LLM inference engine for AMD RDNA 4 GPUs. Pure Rust + Vulkan compute shaders, ~14 MB static binary, no runtime dependencies beyond the system Vulkan loader. It is the first engine doing native FP8 WMMA over Vulkan on consumer AMD hardware (V_WMMA_F32_16X16X16_FP8_FP8 via Mesa 26.1+ shaderFloat8CooperativeMatrix).

This wiki documents the shipped v1.0.1 reality. It complements — does not replace — the README and CHANGELOG.

Who it is for — and who it is not for

VulkanForge is a single-user, RDNA 4 / gfx1201-specific Vulkan inference engine. It targets one GPU (Radeon RX 9070 XT) running one request at a time, and it is tuned for that case.
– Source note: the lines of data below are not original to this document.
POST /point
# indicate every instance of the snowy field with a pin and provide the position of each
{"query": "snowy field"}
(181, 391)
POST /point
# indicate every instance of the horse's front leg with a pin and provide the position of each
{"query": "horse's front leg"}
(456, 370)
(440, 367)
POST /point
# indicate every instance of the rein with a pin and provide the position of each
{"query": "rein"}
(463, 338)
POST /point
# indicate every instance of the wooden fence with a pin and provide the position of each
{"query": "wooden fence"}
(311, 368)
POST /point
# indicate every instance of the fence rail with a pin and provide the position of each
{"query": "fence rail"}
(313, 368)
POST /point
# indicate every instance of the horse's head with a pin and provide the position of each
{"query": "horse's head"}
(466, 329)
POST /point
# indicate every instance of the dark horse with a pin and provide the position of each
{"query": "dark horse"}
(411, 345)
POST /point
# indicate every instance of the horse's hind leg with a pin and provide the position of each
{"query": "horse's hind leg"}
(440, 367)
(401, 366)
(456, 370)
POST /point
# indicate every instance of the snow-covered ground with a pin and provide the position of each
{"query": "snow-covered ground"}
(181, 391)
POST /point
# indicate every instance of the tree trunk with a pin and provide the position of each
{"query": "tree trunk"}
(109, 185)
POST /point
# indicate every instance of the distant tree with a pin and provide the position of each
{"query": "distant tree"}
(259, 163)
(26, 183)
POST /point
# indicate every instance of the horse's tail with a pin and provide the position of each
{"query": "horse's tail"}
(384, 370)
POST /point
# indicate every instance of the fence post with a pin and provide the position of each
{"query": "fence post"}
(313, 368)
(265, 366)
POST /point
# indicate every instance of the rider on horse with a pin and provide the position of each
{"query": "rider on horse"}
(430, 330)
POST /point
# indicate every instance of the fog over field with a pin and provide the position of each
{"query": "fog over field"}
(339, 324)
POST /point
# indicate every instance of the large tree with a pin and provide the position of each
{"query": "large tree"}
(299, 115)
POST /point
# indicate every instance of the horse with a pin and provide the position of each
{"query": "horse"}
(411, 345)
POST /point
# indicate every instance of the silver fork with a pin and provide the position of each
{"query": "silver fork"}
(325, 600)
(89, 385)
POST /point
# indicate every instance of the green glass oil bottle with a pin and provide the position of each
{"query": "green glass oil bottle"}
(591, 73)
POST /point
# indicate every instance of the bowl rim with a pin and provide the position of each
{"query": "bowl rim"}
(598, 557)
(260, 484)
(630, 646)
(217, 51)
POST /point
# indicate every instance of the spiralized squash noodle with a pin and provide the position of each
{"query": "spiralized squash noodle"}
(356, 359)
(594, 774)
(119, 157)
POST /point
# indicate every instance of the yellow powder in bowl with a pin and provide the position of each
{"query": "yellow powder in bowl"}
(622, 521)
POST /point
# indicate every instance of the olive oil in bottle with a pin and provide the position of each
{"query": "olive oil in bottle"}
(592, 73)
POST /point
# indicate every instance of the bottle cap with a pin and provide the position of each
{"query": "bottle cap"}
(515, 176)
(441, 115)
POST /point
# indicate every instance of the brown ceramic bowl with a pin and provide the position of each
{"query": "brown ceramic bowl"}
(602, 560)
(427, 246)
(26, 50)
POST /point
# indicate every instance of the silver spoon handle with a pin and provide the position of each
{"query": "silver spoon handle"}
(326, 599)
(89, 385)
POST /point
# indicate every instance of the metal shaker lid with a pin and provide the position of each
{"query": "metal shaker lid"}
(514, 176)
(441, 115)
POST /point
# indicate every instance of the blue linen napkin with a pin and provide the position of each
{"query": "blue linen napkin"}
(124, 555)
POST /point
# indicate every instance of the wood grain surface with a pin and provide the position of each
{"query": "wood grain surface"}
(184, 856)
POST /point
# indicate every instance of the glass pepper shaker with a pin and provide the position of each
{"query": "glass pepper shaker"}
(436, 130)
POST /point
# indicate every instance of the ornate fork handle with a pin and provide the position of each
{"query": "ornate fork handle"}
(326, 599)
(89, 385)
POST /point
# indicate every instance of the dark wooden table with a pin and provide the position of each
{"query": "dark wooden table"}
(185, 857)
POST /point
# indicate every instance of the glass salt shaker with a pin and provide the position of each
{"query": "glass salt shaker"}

  • A good fit if you own an RDNA 4 card, run single-user chat / single-stream inference locally on Linux + Mesa RADV, and want a tiny self-contained binary with native FP8.
  • Not a fit if you need batch serving / concurrent sessions, multi-GPU, NVIDIA/CUDA, or a general cross-hardware llama.cpp replacement. For batch throughput, vLLM is the right tool.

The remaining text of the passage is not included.